Insbesondere in Ostdeutschland seien Mehrfachnutzungen von Kirchen schon seit vielen Jahren weit verbreitet, berichtet Elisabeth März von der Universität Leipzig: „Das Phänomen, die Kirche loswerden zu wollen, ist im Westen viel weiter verbreitet.“ Die Theologin untersucht als Mitglied einer interdisziplinären Forschergruppe zusammen mit Kunsthistorikern, Architekten und Fachleuten für Immobilienwirtschaft den Umgang mit Kirchengebäuden. 

 

Wenn sich Menschen für ihre Kirche engagierten, sei vieles möglich – und zwar nicht nur in Großstädten: „Kleine Dorfkirchen können als Identifikationspunkte wichtig werden.“ Manchmal gelinge es sogar, die Gemeinde vor Ort durch Umnutzungsprojekte wie die in Mainz zu stärken. Und selbst historische Kirchen seien nicht prinzipiell tabu für solche neuen Wege: „Das Vorurteil, die Denkmalpflege würde alles verhindern, hört man häufig, es ist aber oft unberechtigt“, sagt März.

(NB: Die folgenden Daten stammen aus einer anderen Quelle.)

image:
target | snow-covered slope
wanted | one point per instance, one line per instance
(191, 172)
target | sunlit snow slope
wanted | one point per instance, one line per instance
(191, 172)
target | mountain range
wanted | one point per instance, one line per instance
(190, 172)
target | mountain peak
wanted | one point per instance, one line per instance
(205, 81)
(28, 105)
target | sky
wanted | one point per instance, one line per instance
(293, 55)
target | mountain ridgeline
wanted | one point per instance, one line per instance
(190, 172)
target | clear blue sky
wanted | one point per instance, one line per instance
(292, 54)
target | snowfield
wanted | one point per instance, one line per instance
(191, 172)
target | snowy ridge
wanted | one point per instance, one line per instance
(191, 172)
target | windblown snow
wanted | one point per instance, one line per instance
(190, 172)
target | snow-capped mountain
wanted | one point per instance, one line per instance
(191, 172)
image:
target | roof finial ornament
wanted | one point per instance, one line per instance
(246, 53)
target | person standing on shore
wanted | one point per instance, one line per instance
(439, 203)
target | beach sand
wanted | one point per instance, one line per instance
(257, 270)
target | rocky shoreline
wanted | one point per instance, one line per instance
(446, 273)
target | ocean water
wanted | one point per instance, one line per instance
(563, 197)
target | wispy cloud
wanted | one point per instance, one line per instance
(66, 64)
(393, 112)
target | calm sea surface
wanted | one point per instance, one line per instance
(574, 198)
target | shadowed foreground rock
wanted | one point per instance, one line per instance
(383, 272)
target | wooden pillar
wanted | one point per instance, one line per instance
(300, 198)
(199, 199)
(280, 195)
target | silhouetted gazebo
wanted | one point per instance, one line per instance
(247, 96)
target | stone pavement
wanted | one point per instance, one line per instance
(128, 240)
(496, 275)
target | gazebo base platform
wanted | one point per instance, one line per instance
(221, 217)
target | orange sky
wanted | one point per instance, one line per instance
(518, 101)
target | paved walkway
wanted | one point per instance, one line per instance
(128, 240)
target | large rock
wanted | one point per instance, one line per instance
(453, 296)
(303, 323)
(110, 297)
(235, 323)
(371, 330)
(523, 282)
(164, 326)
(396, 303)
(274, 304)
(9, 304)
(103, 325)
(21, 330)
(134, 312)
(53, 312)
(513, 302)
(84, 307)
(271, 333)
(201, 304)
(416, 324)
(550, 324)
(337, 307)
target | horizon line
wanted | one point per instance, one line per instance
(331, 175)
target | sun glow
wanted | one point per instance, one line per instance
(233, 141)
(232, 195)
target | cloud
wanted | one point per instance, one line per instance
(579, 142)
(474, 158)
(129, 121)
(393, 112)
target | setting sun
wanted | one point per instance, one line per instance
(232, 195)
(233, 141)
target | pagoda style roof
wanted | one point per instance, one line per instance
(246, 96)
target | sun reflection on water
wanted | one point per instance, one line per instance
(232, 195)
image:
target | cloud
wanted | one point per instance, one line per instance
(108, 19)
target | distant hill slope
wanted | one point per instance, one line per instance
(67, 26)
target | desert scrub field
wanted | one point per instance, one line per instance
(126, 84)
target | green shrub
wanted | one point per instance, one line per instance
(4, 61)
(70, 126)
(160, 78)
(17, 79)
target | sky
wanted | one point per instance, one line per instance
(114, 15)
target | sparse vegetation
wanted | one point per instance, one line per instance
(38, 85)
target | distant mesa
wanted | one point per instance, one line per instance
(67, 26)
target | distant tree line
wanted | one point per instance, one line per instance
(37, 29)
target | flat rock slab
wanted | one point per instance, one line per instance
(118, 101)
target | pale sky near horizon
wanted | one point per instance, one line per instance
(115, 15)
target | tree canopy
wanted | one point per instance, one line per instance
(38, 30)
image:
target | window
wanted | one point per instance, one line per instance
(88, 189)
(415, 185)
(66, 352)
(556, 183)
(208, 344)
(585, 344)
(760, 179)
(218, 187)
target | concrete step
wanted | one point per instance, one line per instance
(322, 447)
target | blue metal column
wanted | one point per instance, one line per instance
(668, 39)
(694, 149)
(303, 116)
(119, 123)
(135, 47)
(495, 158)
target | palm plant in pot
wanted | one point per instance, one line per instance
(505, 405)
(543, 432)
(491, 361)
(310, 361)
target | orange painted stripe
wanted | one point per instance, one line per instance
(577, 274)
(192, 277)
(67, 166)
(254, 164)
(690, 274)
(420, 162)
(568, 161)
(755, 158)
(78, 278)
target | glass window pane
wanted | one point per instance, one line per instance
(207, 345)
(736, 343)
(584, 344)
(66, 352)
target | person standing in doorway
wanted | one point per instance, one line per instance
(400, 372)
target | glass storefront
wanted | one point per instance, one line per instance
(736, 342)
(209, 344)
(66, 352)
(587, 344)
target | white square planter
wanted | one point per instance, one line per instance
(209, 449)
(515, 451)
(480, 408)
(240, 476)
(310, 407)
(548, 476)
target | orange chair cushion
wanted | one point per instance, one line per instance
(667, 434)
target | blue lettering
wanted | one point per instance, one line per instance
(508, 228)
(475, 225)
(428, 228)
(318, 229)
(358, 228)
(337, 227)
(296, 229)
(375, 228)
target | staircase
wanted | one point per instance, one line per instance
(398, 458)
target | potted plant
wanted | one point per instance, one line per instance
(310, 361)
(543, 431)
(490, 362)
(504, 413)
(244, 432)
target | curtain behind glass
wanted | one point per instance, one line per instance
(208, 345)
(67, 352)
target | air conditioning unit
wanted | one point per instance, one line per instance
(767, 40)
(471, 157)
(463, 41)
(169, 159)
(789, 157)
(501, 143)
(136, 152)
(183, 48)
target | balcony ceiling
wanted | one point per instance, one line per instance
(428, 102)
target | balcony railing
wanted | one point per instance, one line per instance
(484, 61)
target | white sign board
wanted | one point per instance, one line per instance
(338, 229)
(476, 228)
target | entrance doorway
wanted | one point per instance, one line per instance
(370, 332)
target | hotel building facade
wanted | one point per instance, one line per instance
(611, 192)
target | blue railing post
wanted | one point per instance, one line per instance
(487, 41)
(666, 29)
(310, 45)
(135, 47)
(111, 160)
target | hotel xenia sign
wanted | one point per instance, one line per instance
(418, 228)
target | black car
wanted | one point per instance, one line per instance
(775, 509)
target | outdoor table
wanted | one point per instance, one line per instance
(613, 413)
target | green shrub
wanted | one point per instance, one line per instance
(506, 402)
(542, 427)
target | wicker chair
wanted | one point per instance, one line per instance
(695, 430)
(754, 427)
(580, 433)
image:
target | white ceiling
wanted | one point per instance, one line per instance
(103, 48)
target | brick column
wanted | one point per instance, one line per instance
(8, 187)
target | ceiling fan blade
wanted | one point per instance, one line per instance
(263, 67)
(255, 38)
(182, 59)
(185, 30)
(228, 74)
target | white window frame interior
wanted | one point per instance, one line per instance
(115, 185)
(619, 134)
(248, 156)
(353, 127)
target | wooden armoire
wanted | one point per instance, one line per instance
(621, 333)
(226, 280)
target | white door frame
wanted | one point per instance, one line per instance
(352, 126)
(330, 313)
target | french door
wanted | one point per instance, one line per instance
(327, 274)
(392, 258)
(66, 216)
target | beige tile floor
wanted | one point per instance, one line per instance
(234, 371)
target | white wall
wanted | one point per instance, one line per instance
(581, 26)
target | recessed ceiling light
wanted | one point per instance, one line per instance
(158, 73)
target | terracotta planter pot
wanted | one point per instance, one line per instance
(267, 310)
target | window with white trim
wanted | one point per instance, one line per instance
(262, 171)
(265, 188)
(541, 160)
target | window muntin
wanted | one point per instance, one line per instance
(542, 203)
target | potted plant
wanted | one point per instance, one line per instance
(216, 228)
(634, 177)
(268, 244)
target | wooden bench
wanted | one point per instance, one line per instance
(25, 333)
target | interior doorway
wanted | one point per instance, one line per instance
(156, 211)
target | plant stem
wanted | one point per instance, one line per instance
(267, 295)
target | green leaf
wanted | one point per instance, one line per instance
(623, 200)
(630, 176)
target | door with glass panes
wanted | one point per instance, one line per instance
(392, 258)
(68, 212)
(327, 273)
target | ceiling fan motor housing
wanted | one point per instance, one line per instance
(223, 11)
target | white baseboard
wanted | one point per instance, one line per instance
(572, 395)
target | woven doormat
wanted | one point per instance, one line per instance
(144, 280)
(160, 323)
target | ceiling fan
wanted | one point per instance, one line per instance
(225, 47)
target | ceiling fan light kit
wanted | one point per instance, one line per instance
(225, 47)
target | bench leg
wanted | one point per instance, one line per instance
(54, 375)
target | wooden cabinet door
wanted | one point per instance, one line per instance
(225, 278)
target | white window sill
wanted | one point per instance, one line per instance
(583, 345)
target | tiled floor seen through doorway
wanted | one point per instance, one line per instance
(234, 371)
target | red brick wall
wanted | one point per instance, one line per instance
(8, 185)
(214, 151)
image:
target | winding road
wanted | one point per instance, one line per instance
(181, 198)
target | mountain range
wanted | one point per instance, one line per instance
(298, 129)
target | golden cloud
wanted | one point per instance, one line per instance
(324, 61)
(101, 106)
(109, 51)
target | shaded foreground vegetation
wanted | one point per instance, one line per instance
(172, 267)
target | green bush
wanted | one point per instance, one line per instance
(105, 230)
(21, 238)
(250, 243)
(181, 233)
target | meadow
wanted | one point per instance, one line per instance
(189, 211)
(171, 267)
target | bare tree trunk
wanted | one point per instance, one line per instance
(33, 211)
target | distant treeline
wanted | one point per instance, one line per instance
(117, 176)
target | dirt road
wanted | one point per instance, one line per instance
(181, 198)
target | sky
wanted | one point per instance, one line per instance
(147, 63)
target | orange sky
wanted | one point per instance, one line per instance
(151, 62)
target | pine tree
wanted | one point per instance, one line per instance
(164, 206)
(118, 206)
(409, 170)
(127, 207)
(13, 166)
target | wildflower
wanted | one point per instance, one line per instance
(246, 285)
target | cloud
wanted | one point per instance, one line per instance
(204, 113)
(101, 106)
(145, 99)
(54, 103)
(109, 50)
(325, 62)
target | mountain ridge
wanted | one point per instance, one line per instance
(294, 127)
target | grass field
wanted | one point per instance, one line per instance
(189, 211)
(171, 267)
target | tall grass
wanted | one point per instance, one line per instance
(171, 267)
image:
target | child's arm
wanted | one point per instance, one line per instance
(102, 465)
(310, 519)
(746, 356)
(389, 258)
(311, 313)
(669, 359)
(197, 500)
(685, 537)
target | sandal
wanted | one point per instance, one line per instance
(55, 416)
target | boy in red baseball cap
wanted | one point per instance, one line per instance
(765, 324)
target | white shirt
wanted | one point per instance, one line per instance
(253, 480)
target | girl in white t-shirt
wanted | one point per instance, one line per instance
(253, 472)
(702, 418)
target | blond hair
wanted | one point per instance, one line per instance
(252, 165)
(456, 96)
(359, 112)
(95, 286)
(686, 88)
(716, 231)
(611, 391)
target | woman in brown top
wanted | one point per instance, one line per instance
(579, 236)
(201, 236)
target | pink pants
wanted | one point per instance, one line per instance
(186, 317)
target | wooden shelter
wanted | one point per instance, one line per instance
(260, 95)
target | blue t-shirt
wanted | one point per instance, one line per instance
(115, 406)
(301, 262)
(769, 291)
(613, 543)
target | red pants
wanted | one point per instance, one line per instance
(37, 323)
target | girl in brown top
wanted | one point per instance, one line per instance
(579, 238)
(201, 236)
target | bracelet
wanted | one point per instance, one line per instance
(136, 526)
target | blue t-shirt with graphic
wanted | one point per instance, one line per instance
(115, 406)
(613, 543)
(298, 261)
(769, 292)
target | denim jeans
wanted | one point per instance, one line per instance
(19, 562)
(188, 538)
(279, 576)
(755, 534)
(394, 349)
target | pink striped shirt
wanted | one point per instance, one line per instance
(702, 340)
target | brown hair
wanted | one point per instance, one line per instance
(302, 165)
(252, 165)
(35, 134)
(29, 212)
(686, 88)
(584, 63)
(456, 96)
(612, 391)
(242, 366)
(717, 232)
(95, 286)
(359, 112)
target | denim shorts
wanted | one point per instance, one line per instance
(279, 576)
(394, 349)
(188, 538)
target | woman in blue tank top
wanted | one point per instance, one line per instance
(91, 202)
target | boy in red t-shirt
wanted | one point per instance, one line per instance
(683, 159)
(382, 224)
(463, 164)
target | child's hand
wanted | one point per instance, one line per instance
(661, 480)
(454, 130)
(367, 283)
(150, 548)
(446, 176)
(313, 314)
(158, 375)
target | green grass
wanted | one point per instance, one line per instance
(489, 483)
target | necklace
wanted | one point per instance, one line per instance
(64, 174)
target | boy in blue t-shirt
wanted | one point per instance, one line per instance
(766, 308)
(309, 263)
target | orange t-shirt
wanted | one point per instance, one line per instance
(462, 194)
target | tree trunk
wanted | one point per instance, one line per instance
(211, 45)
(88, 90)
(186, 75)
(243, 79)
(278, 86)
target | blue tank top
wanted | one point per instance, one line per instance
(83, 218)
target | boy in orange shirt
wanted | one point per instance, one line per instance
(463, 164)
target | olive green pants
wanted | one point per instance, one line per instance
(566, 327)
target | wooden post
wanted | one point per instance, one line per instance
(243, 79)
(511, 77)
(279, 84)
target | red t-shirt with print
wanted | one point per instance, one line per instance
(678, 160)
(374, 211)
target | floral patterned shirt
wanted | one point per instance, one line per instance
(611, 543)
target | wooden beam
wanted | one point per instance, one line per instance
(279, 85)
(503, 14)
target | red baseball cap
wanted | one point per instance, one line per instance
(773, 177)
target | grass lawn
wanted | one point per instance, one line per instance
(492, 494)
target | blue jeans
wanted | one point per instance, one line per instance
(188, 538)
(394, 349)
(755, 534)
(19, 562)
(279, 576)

Persönlich habe sie Schwierigkeiten mit rein kommerziellen Umnutzungen, bei denen eine Kirche „nur noch gegen Eintritt“ betreten werden könne, sagt März. „Aus meiner Sicht muss der öffentliche Charakter ein Stück weit erhalten bleiben.“

 

Zur Wahrheit gehöre dabei aber auch, dass die Öffnung für Kulturangebote oder andere gemeinnützige Nutzer in der Praxis meist nicht ausreiche, um den Bau komplett ohne kirchliche Zuschüsse instand zu halten.